Review: The Guns of Avalon

The Guns of Avalon
The Guns of Avalon by Roger Zelazny
My rating: 5 of 5 stars

Gave myself a few days “rest” (read other books) and jumped back into the Chronicles with book two, eagerly, a rainy morning fit for nothing else but reading. Finished a few hours later.

In book one (Nine Princes in Amber) Zelazney begins with amnesia, establishes conflict, allows the reader to discover just as the main character recovers his memories. Here in book two, there’s a new mystery, and now the reader is the main character’s partner, along for the ride to figure out what’s going on.

And what’s going on is that the very fabric with which these tales are told is threatened. The first half of the book is simple fantasy-warfare, fought in a realm of little (seeming) consequence. But the hero’s journey needs this land to persevere, if his soul is to be as noble as his blood. He can’t claim a birth right if he’s not worthy of it. And when he wins, his reward is the tools he needs to fight the real fight…

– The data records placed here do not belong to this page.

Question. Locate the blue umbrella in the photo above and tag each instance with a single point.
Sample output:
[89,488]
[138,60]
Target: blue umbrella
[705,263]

Although it’s not the fight he thinks it is. Which means, when he wins, he hasn’t won what he thought he’d won. To the victor the spoils? Yes, things have spoiled. By the victor’s own hand. What now, Corwin? How will you keep your victory from being merely pyrrhic?

I’ll be deep inside book three in a few days to find out. If I seem a little more cautious than I was at the end of book one, that’s only because there’s a lot more at stake here than some swashbuckling through a few hours of reading. The entire series is at risk.